Y luego, otra cosa, oye. Que las Combis eran un grano en el culo de los insaciables fabricantes de coches. Furgos, mecánicamente inmortales, como últimos testigos de cargo contra el crimen de lesa humanidad de la obsolescencia. 89 Navidades después de la funesta “conjura de las bombillas” en Ginebra, cuando un siniestro cartel mundial de fabricantes decidió clandestinamente, con nocturnidad y alevosía, sacrificar la longevidad de las bombillas para asegurar el diabólico maná de los beneficios, la vergonzosa escalada de fabricación programada de productos efímeros, con fecha de caducidad fríamente calculada, ha alcanzado las más altas cotas de miseria humana. La Combi era prácticamente indestructible, como los viejos Ford, Chrysler y Chevrolet cubanos que desafían a los “camellos” del capitalismo que suministran éxtasis de consumo a una sociedad drogodependiente. Al volante de las “Combis”, han ido durante décadas millones de expertos mecánicos capaces de resucitarlas en las más recónditas cunetas. Y eso es lo que estaba jodiendo de esos diabólicos vehículos, lo que jodía de los coches de nuestros padres que resistían 15 años, lo que seguirán jodiendo los reiterativos y paradigmáticos milagros de resurrección de los destartalados “haigas” que siguen circulando por las calles de la Habana.

Resulta que era posible, que es posible un mundo en el que vuelva a aumentar la esperanza de vida de los coches, de la ropa, de los electrodomésticos, de los muebles, del universo de productos de consumo, a costa, eso sí, de que disminuya el volumen de beneficios de los selectos socios del club Forbes. Que la obsolescencia perjudica seriamente la salud económica de los consumidores, en la misma proporción que el tabaco la salud de los enganchados. Pero nadie, ningún gobierno, declara por decreto espacios y vidas libres de obsolescencia.

El As en la manga de los obsolescentes
Lo que pasa es que los “obsolescentes”, como buenos tramposos, se han guardado un As en la manga. Si disminuye la obsolescencia, disminuye el empleo. Si recuperamos el sentido común de la fabricación de productos duraderos, la mano de obra imprescindible pasaría a ser prescindible. La humanidad está metida en un callejón sin salida. En un círculo vicioso de producción perecedera a corto plazo, de empleo artificial pendiente de un hilo, de demanda sometida a la dictadura de una oferta que nos hace pasar por el aro de la cantidad y nos ha desterrado del paraíso de la calidad.

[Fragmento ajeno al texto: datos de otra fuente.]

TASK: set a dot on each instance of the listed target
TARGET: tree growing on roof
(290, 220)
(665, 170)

Mientras tanto, en el Parque de Bomberos de Livermore, ciudad de California, permanece en funcionamiento desde 1901 la bombilla más antigua del mundo. Cada vez que se enciende, dicen que a los vampiros de la obsolescencia les da una sacudida, como al Conde Drácula cuando le alcanza un rayo puro de sol. No sé, la verdad. A mí me parece más bien que, su luz, deja en evidencia la inagotable capacidad de gilipollez individual y colectiva de la humanidad.